American Resources Policy Network
Promoting the development of American mineral resources.
  • The race for Arctic riches

    A handful of countries situated near the top of the world are racing to firm up their territorial claims to untold amounts of oil, natural gas, gold, zinc, copper and other metals. A new piece from the U.K. Guardian highlights this renewed scramble for resource rights beneath the Arctic icecap.

    I treated this story in 2007 as the dawning of a new “Cold War.” Read the full story here. [Subscription required.] Neither the geology nor the geo-politics has changed much in the past four years – unless we factor in the growing urgency as global resource demand collides with the glacial development pace of most new mining projects.

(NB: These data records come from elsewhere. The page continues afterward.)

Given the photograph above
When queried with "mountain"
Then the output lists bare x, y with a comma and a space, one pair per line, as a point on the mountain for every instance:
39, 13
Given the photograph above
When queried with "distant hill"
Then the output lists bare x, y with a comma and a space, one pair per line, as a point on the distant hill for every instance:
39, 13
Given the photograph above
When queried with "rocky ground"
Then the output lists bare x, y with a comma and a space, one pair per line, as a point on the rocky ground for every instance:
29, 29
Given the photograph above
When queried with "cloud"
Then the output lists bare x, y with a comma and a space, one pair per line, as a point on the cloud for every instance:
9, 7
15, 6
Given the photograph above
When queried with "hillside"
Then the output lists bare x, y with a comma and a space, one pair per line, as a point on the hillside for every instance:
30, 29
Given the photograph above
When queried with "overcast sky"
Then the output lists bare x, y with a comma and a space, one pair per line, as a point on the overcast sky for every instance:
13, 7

    For the U.S., our Arctic claims come via Alaska – a.k.a. Seward’s Folly, and perhaps the best $7.2 million ever spent by the U.S. Government. Across a range of metals and minerals, expect Alaska – and by extension, our Arctic claims – to play a key role in resource supply in the 21st century. Forget the folly: let’s make that William Seward, futurist.

  • Peruvian Elections Raise Issue of Resource Dependency for U.S.

    The election victory of leftist Peruvian presidential candidate Ollanta Humala in this week’s runoff election has instilled fears of higher taxes and new restrictive policies in the mining sector.  Peru is a leading producer of precious metals, and the U.S. relies heavily on Peruvian imports of zinc, tin, gold, copper, and silver. (To see exactly to what degree, take a look at the USGS Commodity Summaries 2011 report).

    Whether or not worries of greater state involvement in Peru’s mining sector in light of Humala’s ties to Venezuela’s Hugo Chavez will materialize remains to be seen, as Humala ran on a more moderate economic platform in the runoff-election than before the first round of voting in April.

    The larger issue for the U.S. is that our unnecessarily high degree of dependence on foreign imports of metals and minerals leaves us vulnerable to geopolitical changes. It doesn’t take war or major political unrest, – a couple thousand of ballots could be all it takes to potentially disrupt our supply of critical resources. Unless we explore and develop the resources beneath our own soil, all we can do in such situations is sit and wait.